Journalists have the duty to expose lies
By Dan Rather
Journalism, as I was taught it, is a process of getting as close to some valid version of the truth as is humanly possible. And one of my definitions of news is information that the powerful don't want you to know.
So this statement (see this article) from the editor in chief of the Wall Street Journal about how his paper will report on Donald Trump’s potential (likely?) future lies is deeply disturbing.
It is not the proper role of journalists to meet lies—especially from someone of Mr. Trump’s stature and power—by hiding behind semantics and euphemisms.
Our role is to call it as we see it, based on solid reporting.

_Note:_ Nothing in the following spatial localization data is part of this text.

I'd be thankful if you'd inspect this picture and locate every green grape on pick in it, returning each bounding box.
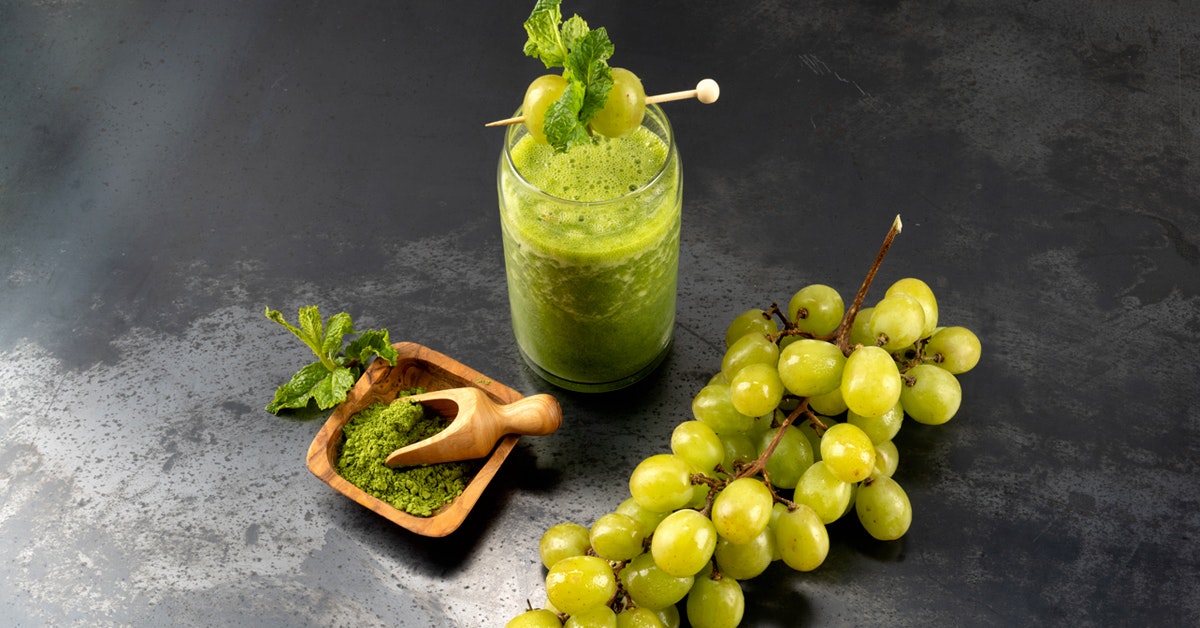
[686,575,745,628]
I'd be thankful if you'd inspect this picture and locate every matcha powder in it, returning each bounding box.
[336,393,473,517]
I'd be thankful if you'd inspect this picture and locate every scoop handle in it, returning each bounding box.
[496,394,562,436]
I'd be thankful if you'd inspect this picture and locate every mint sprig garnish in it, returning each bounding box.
[264,306,398,414]
[522,0,614,153]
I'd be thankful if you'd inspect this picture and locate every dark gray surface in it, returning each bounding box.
[2,0,1197,626]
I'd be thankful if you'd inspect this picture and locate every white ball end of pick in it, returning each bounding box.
[696,78,720,104]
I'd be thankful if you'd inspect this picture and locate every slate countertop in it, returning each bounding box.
[2,1,1197,626]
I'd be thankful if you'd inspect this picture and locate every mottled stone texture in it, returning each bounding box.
[1,0,1197,626]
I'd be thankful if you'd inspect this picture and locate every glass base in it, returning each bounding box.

When something is, in fact, a demonstrable lie, it is our responsibility to say so.
There is no joy in taking issue with the Journal’s chief editor. His newspaper is a publication for which I have deep respect for the overall quality of its reporting.
But, as I have said before and will say as long as people are willing to listen, this is a gut check moment for the press.
We are being confronted by versions of what are claimed to be “the truth” that resemble something spewed out by a fertilizer-spreader in a wind tunnel.
And there is every indication that this will only continue in the Tweets and statements of the man who will now hold forth from behind the Great Seal of the President of the United States.
Some journalists and publications will rise to the occasion. Some will not.
You as the paying, subscribing public, can use your leverage and pocketbooks to keep those who should be honest brokers of information, well, honest.